On consent and authorization requirements, the New York bill is more onerous than Washington’s, said Hintze. Whereas the Washington bill includes an explicit-consent requirement for any processing of personal data beyond what’s necessary to provide service, the New York legislation jumps to an authorization process requiring extensive documentation “for anything beyond what’s strictly necessary” to provide the service, said Hintze. “It's either strictly necessary to provide the thing that the consumer is requesting, or you're fully into this onerous authorization requirement.” That could inhibit medical research, among other positive things, which uses health data, he said.

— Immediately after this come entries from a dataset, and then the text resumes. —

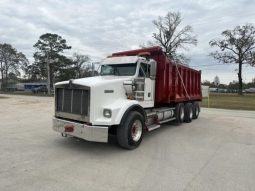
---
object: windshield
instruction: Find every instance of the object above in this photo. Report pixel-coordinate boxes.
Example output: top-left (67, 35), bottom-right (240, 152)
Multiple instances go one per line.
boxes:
top-left (100, 63), bottom-right (137, 76)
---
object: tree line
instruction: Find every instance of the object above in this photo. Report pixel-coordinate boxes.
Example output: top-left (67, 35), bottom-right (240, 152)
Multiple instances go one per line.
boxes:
top-left (0, 12), bottom-right (255, 95)
top-left (202, 76), bottom-right (255, 92)
top-left (0, 33), bottom-right (92, 90)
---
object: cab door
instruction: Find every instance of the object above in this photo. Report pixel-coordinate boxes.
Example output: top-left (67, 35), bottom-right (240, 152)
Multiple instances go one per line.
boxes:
top-left (138, 62), bottom-right (155, 104)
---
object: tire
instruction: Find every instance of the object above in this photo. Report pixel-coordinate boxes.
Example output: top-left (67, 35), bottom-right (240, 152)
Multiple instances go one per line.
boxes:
top-left (117, 111), bottom-right (145, 150)
top-left (174, 103), bottom-right (184, 124)
top-left (193, 102), bottom-right (200, 119)
top-left (184, 103), bottom-right (193, 123)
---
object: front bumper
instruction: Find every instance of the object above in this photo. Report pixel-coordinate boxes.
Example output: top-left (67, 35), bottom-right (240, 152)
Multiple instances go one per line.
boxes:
top-left (53, 118), bottom-right (108, 142)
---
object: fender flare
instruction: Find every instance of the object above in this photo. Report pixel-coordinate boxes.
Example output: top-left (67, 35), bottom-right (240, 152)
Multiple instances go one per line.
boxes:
top-left (119, 104), bottom-right (147, 124)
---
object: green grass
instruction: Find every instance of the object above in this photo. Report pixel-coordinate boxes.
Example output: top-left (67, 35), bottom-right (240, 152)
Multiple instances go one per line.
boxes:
top-left (202, 93), bottom-right (255, 110)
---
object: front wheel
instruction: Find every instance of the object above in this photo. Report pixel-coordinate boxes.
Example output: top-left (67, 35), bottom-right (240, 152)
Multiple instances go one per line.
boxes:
top-left (117, 111), bottom-right (145, 149)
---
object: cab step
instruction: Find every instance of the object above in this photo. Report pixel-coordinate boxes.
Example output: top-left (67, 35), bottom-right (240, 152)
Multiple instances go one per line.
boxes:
top-left (147, 124), bottom-right (160, 131)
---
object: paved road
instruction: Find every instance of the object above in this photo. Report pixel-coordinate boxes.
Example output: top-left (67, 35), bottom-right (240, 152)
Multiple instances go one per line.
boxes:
top-left (0, 95), bottom-right (255, 191)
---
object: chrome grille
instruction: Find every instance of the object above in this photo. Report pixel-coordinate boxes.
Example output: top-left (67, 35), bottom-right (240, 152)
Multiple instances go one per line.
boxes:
top-left (55, 87), bottom-right (90, 121)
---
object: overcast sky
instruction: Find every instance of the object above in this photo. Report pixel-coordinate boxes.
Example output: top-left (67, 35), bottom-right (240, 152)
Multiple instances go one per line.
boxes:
top-left (0, 0), bottom-right (255, 83)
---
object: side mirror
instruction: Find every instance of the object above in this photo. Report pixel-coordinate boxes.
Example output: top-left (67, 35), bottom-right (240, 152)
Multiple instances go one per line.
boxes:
top-left (149, 60), bottom-right (157, 80)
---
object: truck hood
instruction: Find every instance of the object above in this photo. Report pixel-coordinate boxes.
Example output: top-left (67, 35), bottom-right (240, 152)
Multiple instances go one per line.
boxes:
top-left (55, 76), bottom-right (132, 87)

A company already working to comply with the Washington health law could “make roughly the same conclusions about what data is covered,” since they’re “equally broad,” the privacy attorney said. “The difference in the consent and authorization requirements … is what would require a lot of additional work.”
Several other lawyers issued warnings about possible compliance challenges in the days since S-929 passed the Assembly, including attorneys from Husch Blackwell, McDermott Will and Fisher Phillips.
The American Telemedicine Association wants Hochul to amend the health privacy law, ATA Action said in a news release Thursday. ATA sent a Jan. 24 letter to the governor. “While we strongly support protections for sensitive health information, this legislation imposes unworkable obligations and compliance requirements that exceed HIPAA and other existing state and federal regulatory frameworks,” said ATA Action Executive Director Kyle Zebley. The bill could “inadvertently create confusion and undue burden for both patients and healthcare entities, especially telehealth services, if allowed to pass as written.”
ACLU’s Bohm dismissed the compliance concerns. Most “folks who are Chicken Little-ing are also … living in Washington [state], which has a very similar definition under their law,” she said. “And it turns out that healthcare still works there.” Besides, the AG would have authority to make rules clarifying the possible law’s text and Bohm expects an open process based on how the AG office has handled kids privacy.